Храпит под ним конь, трясет гривой, дальше не идет. Привстал кузнец на стременах и шумит:

— Что там за колода торчит?

На те слова осерчал Еремей:

— Проезжай своей дорогой, пока я тебя палицей не огрел!

Слезает кузнец с коня, идет смело к богатырю.

— Здравствуй, Еремушка. Не зря, видно, люди сказывали, что живой ты. Насилу я дорогу к тебе нашел. Да что сидишь тут сиднем?

— Землю свою стерегу, — отвечает Еремей.

Засмеялся тут кузнец.

— Коли твоя была бы земля, не звали бы тебя Безземельным. Чужую, стало быть, стережешь.

На ту горькую правду обиделся Еремей, схватился в гневе за палицу.

А кузнец ему свое:

— Не я у тебя землю отнял, Еремушка, а Сысой Брюхан. Меня бить не за что.

— Верно, — заплакал Еремей. — Говори уж, коли знаешь, и другую правду: что с моими родителями сталось, с малыми братовьями да сестрами?

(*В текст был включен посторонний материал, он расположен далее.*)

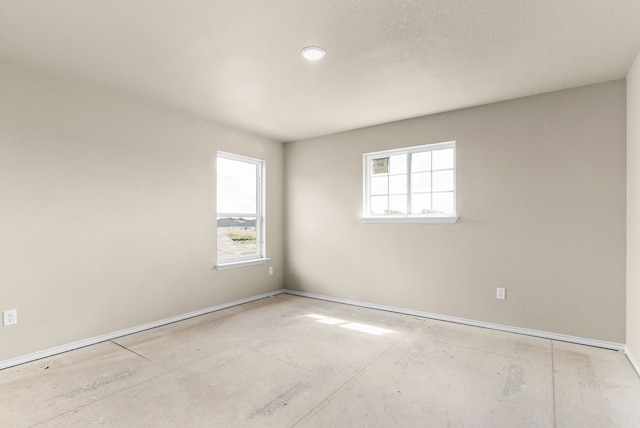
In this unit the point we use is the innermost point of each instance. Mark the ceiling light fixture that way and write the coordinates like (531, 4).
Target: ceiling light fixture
(312, 53)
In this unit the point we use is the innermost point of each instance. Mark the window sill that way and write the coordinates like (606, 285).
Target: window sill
(434, 219)
(243, 263)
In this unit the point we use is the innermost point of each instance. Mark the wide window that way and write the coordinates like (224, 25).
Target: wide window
(413, 184)
(240, 206)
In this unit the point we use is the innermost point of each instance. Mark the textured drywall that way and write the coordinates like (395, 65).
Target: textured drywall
(541, 200)
(107, 212)
(633, 210)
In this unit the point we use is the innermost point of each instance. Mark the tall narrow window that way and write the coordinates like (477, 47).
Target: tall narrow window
(413, 184)
(240, 206)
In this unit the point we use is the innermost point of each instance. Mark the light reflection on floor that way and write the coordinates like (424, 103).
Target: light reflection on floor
(364, 328)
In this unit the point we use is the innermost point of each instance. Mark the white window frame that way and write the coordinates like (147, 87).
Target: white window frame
(259, 256)
(367, 217)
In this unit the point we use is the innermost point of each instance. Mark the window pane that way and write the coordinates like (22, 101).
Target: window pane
(421, 203)
(380, 185)
(236, 237)
(379, 205)
(443, 202)
(443, 159)
(398, 184)
(443, 181)
(397, 204)
(236, 186)
(380, 166)
(398, 164)
(421, 161)
(421, 182)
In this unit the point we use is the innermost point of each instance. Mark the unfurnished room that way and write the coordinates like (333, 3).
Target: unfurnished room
(300, 213)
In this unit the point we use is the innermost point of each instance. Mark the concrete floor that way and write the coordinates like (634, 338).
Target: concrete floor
(291, 361)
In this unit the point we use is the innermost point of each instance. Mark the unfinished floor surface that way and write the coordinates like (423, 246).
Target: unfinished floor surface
(291, 361)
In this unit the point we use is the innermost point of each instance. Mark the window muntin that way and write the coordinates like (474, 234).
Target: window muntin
(240, 206)
(410, 183)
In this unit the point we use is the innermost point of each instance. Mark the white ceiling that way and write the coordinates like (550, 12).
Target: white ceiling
(237, 61)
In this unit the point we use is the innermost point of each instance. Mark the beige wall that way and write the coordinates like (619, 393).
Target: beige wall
(541, 200)
(107, 212)
(633, 210)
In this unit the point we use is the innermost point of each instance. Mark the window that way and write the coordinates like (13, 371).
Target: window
(414, 184)
(240, 211)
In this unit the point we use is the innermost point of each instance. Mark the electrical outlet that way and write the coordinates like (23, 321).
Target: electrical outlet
(10, 317)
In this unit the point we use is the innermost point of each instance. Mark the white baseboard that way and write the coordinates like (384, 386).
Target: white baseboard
(632, 360)
(529, 332)
(113, 335)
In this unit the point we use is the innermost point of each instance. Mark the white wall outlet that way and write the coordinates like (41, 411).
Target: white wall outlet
(10, 317)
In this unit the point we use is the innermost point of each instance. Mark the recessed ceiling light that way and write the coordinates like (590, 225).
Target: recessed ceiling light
(312, 53)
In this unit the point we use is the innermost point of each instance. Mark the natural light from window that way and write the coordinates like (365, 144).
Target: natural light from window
(363, 328)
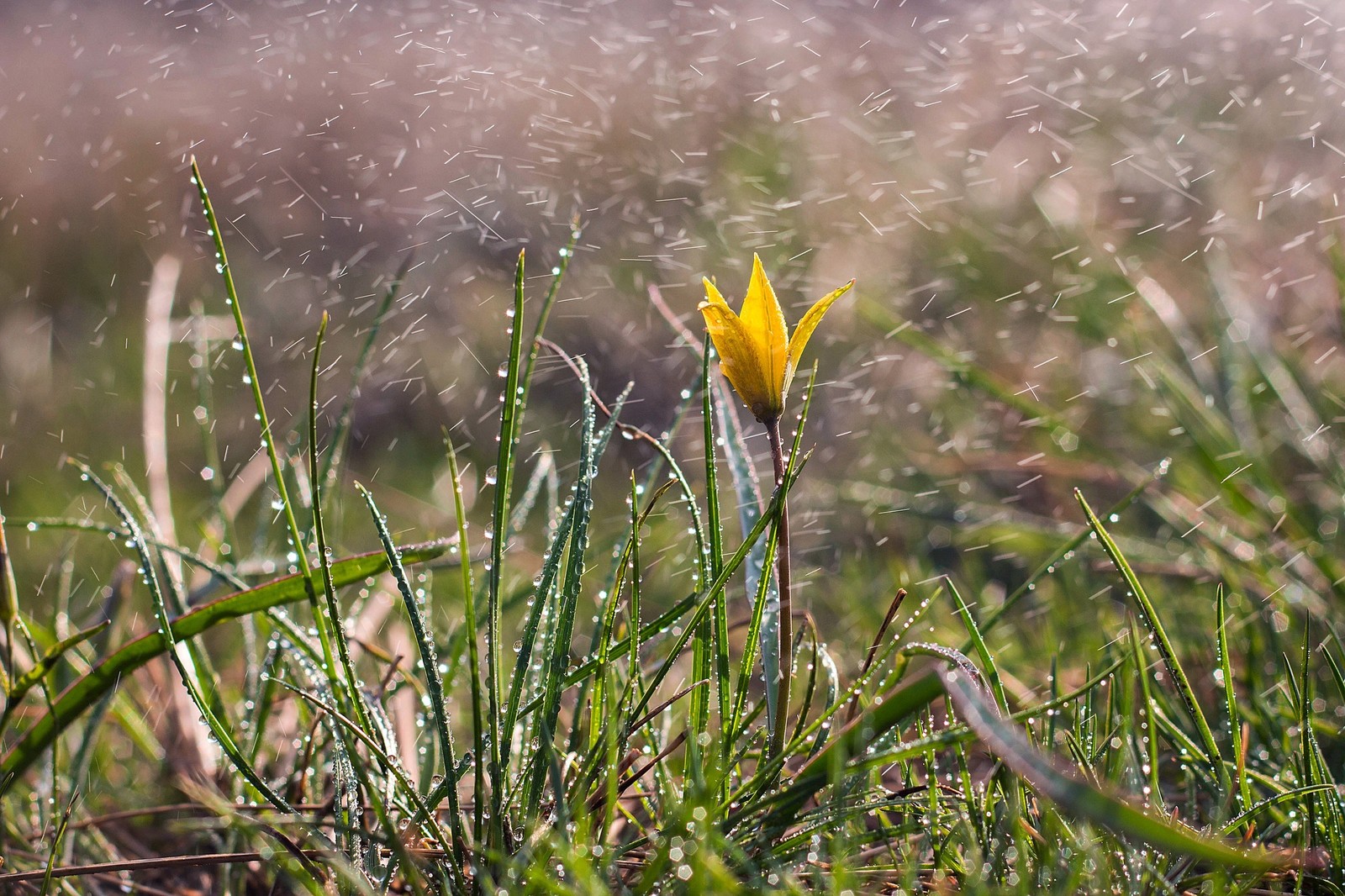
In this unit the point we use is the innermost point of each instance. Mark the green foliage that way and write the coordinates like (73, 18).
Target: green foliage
(604, 724)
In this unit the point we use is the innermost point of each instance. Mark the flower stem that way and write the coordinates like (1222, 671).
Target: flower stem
(782, 575)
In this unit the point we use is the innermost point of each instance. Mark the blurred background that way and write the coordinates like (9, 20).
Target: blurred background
(1040, 201)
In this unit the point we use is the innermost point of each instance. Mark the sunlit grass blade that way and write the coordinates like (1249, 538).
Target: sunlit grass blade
(567, 606)
(1087, 802)
(244, 343)
(428, 667)
(85, 692)
(1165, 647)
(187, 674)
(24, 683)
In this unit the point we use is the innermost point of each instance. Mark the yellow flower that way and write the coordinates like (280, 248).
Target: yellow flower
(757, 353)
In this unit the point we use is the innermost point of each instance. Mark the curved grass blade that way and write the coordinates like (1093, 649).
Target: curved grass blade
(430, 667)
(182, 658)
(24, 683)
(1080, 799)
(85, 692)
(245, 346)
(1165, 646)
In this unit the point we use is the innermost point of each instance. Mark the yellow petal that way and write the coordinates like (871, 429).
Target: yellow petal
(804, 329)
(764, 320)
(737, 354)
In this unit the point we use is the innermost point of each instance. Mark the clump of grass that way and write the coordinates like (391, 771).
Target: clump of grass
(551, 709)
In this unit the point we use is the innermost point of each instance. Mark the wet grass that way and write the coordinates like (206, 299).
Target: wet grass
(569, 692)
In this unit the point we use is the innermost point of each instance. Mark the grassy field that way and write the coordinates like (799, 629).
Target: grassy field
(354, 564)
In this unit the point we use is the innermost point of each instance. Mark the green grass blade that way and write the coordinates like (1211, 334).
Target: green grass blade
(1084, 801)
(268, 437)
(430, 669)
(1165, 647)
(85, 692)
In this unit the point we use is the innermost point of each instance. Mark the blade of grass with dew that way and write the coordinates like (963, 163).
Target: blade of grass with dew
(703, 600)
(430, 667)
(268, 437)
(1087, 802)
(186, 673)
(1165, 649)
(518, 377)
(329, 616)
(1242, 793)
(104, 677)
(1147, 730)
(750, 510)
(24, 683)
(993, 618)
(558, 661)
(474, 661)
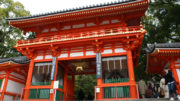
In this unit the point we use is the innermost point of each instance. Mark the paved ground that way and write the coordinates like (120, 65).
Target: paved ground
(150, 99)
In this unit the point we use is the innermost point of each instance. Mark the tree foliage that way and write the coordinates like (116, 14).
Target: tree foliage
(8, 34)
(162, 24)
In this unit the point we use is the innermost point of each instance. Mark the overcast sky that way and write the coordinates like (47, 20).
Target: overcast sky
(44, 6)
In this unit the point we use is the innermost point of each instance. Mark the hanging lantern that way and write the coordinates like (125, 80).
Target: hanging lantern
(80, 66)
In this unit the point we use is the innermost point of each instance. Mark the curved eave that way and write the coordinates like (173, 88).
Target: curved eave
(166, 51)
(11, 64)
(140, 5)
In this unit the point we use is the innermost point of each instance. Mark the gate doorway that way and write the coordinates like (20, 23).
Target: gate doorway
(84, 87)
(77, 78)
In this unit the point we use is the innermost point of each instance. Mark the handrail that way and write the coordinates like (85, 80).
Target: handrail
(81, 35)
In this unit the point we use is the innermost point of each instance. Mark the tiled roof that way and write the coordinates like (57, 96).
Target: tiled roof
(76, 9)
(18, 60)
(151, 47)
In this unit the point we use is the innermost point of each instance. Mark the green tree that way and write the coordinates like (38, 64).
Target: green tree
(162, 24)
(8, 34)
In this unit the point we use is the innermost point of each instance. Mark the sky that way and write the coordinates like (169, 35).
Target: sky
(45, 6)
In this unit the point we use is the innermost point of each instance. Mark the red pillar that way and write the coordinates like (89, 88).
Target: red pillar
(100, 94)
(29, 77)
(65, 85)
(5, 85)
(133, 91)
(52, 95)
(172, 66)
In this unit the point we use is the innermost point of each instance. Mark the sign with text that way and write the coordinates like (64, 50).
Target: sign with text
(53, 67)
(98, 65)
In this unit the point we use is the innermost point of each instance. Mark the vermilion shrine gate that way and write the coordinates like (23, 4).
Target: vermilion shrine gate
(13, 74)
(102, 39)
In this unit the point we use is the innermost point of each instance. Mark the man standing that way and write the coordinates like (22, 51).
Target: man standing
(169, 80)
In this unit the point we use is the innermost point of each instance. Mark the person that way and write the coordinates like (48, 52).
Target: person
(170, 81)
(154, 88)
(163, 89)
(142, 88)
(80, 95)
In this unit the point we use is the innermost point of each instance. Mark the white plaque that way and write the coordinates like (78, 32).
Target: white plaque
(56, 84)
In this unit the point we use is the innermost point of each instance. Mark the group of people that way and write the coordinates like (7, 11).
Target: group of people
(165, 88)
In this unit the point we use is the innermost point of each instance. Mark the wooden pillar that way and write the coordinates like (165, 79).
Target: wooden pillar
(172, 66)
(29, 77)
(133, 91)
(5, 85)
(65, 85)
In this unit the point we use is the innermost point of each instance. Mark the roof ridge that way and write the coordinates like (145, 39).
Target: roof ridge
(75, 9)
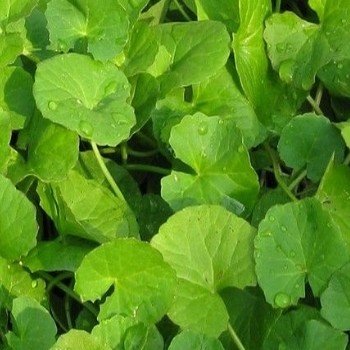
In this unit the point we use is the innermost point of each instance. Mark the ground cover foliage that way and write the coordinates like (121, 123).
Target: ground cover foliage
(174, 174)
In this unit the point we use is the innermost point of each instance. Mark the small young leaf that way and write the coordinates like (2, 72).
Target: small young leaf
(295, 242)
(33, 326)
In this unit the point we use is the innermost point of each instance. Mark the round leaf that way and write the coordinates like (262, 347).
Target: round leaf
(296, 241)
(85, 96)
(210, 249)
(18, 226)
(143, 283)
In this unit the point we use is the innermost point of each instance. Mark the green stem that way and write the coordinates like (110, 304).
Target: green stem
(347, 159)
(182, 11)
(148, 168)
(235, 337)
(278, 6)
(297, 180)
(314, 105)
(106, 172)
(277, 172)
(66, 290)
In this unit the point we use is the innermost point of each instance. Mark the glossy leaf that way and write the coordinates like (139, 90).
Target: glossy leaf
(204, 244)
(146, 298)
(85, 96)
(18, 226)
(310, 141)
(85, 209)
(295, 242)
(220, 161)
(27, 312)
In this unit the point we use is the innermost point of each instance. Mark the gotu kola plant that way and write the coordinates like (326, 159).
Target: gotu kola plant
(174, 174)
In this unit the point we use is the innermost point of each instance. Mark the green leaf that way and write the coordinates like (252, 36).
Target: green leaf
(198, 50)
(15, 281)
(57, 255)
(13, 10)
(310, 141)
(334, 194)
(33, 326)
(204, 244)
(85, 96)
(103, 29)
(86, 209)
(143, 283)
(335, 300)
(221, 165)
(5, 137)
(52, 150)
(141, 50)
(16, 96)
(112, 330)
(79, 340)
(295, 242)
(188, 340)
(143, 337)
(18, 226)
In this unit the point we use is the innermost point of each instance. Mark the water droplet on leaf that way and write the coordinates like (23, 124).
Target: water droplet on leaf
(85, 128)
(282, 300)
(52, 105)
(203, 129)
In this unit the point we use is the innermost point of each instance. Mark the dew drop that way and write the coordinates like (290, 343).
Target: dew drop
(203, 129)
(110, 88)
(282, 300)
(85, 128)
(52, 105)
(34, 284)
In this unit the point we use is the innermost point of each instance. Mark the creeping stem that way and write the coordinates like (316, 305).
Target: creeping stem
(106, 172)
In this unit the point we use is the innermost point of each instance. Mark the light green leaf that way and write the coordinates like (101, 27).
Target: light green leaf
(286, 35)
(188, 340)
(143, 337)
(52, 150)
(5, 137)
(141, 50)
(204, 245)
(15, 281)
(334, 194)
(112, 330)
(221, 165)
(143, 283)
(18, 226)
(16, 96)
(13, 10)
(310, 141)
(85, 96)
(103, 29)
(57, 255)
(225, 11)
(11, 46)
(86, 209)
(198, 50)
(317, 335)
(79, 340)
(295, 242)
(335, 300)
(33, 326)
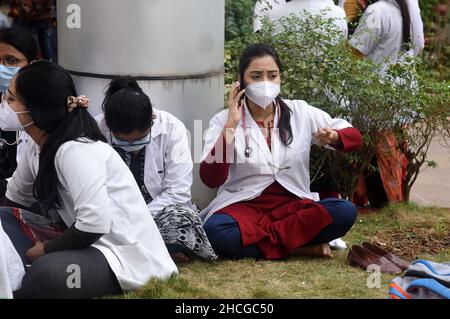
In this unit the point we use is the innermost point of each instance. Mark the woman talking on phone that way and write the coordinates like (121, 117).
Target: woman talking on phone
(257, 152)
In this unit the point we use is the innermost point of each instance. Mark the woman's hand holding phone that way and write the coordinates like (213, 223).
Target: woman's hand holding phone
(235, 105)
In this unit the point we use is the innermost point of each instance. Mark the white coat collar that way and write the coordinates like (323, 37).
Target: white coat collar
(157, 128)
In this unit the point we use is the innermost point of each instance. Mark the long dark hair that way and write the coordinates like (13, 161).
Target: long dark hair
(252, 52)
(127, 108)
(43, 87)
(406, 21)
(21, 40)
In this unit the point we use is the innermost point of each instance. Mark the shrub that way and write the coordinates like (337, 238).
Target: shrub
(323, 72)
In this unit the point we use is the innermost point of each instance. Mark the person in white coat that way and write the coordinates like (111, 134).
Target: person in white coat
(385, 32)
(154, 145)
(326, 8)
(385, 35)
(105, 236)
(17, 49)
(257, 153)
(355, 8)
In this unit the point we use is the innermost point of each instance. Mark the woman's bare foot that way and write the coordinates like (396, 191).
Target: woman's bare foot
(179, 257)
(322, 250)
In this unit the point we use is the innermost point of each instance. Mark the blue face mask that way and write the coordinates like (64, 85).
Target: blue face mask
(131, 147)
(6, 75)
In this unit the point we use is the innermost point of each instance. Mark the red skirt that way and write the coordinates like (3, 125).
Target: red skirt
(278, 221)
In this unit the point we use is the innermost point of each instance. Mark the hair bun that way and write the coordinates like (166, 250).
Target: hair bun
(122, 82)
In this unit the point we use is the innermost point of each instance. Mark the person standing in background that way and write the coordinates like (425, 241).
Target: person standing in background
(36, 16)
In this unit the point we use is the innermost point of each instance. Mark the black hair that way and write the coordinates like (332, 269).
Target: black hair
(127, 108)
(22, 40)
(406, 21)
(252, 52)
(44, 87)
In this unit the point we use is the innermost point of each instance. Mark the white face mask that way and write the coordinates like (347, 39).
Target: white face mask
(131, 147)
(9, 120)
(262, 93)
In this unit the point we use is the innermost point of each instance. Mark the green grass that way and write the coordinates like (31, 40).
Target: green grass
(309, 277)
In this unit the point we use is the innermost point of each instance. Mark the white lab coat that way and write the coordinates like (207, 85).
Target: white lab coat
(379, 35)
(262, 9)
(287, 165)
(418, 37)
(98, 194)
(326, 8)
(168, 162)
(11, 267)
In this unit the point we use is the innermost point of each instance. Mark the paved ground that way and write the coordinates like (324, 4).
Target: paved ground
(433, 185)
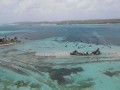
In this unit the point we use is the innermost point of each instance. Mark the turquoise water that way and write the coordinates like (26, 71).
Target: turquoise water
(42, 61)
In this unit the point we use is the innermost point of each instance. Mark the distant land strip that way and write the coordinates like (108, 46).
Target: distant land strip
(97, 21)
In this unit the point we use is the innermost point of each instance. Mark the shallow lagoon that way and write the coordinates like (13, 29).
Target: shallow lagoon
(44, 63)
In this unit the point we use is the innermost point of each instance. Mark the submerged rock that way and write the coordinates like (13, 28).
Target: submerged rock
(57, 74)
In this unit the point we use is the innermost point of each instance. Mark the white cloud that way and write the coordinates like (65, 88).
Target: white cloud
(37, 10)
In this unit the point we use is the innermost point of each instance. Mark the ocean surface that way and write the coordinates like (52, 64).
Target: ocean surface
(42, 60)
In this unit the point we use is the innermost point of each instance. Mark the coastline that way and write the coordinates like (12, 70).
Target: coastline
(7, 44)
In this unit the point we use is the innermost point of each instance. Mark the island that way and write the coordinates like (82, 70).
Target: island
(8, 41)
(95, 21)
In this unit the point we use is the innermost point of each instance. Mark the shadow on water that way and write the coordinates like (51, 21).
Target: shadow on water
(58, 74)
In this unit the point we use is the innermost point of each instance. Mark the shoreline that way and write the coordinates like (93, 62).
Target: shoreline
(7, 44)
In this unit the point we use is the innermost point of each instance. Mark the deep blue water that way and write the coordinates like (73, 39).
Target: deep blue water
(99, 34)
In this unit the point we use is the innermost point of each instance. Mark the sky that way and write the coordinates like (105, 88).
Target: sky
(57, 10)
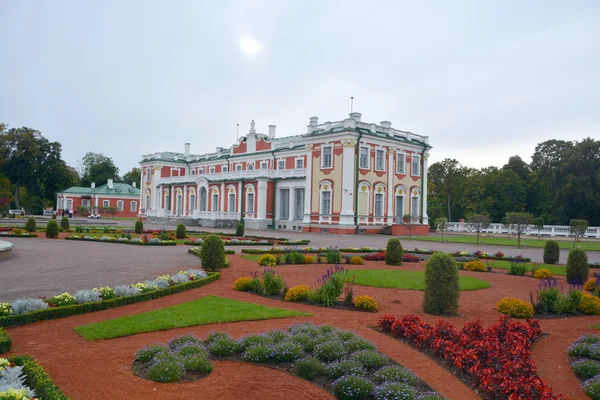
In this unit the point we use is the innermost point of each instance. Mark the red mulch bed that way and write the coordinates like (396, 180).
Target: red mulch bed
(102, 369)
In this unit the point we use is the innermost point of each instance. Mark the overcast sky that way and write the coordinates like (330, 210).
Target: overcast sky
(483, 79)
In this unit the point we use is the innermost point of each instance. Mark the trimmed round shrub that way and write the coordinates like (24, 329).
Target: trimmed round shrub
(516, 308)
(551, 252)
(441, 285)
(366, 303)
(309, 368)
(543, 273)
(212, 253)
(578, 268)
(352, 388)
(52, 229)
(139, 227)
(370, 359)
(30, 226)
(393, 252)
(297, 293)
(64, 223)
(586, 369)
(394, 374)
(147, 353)
(180, 231)
(239, 230)
(396, 391)
(243, 284)
(344, 367)
(331, 350)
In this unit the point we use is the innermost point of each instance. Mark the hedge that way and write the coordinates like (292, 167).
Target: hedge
(37, 379)
(169, 243)
(5, 341)
(60, 312)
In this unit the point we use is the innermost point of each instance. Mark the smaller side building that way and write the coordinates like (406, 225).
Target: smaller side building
(118, 198)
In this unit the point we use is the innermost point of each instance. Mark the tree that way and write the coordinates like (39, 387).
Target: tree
(133, 177)
(97, 168)
(518, 222)
(477, 223)
(538, 224)
(441, 224)
(578, 228)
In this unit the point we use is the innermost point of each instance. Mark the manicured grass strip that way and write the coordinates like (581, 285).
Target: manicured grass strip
(501, 241)
(412, 280)
(204, 311)
(555, 269)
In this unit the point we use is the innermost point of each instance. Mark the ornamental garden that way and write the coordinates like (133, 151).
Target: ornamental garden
(263, 317)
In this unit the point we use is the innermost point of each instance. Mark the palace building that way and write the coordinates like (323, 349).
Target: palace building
(342, 177)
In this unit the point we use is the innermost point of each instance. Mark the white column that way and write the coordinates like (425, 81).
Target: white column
(348, 181)
(424, 194)
(261, 201)
(390, 192)
(308, 185)
(184, 201)
(222, 197)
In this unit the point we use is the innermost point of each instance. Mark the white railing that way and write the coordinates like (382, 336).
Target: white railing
(548, 230)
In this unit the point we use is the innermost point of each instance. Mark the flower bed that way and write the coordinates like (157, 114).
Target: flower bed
(122, 240)
(585, 356)
(340, 362)
(24, 311)
(29, 380)
(496, 362)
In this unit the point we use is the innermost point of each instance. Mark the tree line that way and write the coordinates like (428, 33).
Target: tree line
(32, 170)
(562, 183)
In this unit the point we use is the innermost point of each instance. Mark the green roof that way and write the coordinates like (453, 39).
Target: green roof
(117, 189)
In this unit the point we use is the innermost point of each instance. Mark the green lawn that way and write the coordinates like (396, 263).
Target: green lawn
(502, 241)
(555, 269)
(204, 311)
(412, 280)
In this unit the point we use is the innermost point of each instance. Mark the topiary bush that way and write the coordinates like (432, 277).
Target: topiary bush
(30, 226)
(52, 229)
(64, 223)
(441, 285)
(139, 227)
(578, 268)
(239, 230)
(212, 253)
(551, 252)
(180, 232)
(393, 252)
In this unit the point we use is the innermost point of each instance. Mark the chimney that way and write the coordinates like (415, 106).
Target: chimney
(355, 116)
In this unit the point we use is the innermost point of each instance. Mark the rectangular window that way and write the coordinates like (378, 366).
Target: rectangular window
(250, 203)
(326, 161)
(379, 204)
(380, 160)
(400, 161)
(414, 209)
(284, 204)
(326, 203)
(298, 203)
(416, 165)
(364, 157)
(231, 202)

— Знаю, — говорит кузнец, — Батюшки твоего на свете давно нет: как попал он тогда от барина к Сысою в маяту, так из нее и не вышел. По чужим людям все скитался, а откупиться от Сысоя не мог, с тем и помер. Матушка твоя после него по миру пошла и тоже умерла давно. Братья да сестры, те на Сысоя работали, а теперь и дети ихние на него же горб гнут.

От великой печали-жалости заплакал Еремей еще горше. А кузнец ему говорит:

— Вставай. Погибает народ в нужде да в неволе. Помогать ему надобно. Затем и пришел к тебе.

— Как же я пойду?! Ноженьки-то мои в землю вросли.

— Вставай, говорят тебе! — рассердился тут кузнец. — Нечего сиднем сидеть да слезы лить. Без тебя одному не справиться мне. Ну-ка, поднатужься!

И сам Еремея за плечи схватил, понужает.

Натужился Еремей, палицей в землю уперся. Дрогнула земля кругом, качнулись горы. Встал он на ноги, сам себе не верит. Благодарит кузнеца:

— Вот спасибо, добрый человек. Как тебя звать-то хоть и какого ты роду будешь?

Отвечает кузнец:

— Роду я тоже крестьянского, твой брат мастеровой, на Сысоя работаю. А зовут меня Степаном Бесприютным, потому как ни угла своего нет, ни хозяйства нет у меня.

Побратались богатыри, стали думать вместе, как народ из нужды вывести.

И говорит тут Еремей:

— Слыхал я мальчишкой от деда своего: есть на свете такие мастера, что семиверстные сапоги сшить могут. Шаг в них шагнешь — сразу семь верст. Вот кабы нам сапоги такие достать! Везде бы мы тогда успевали и при нашей силе столько бы всего наработали, жил бы весь народ в довольстве.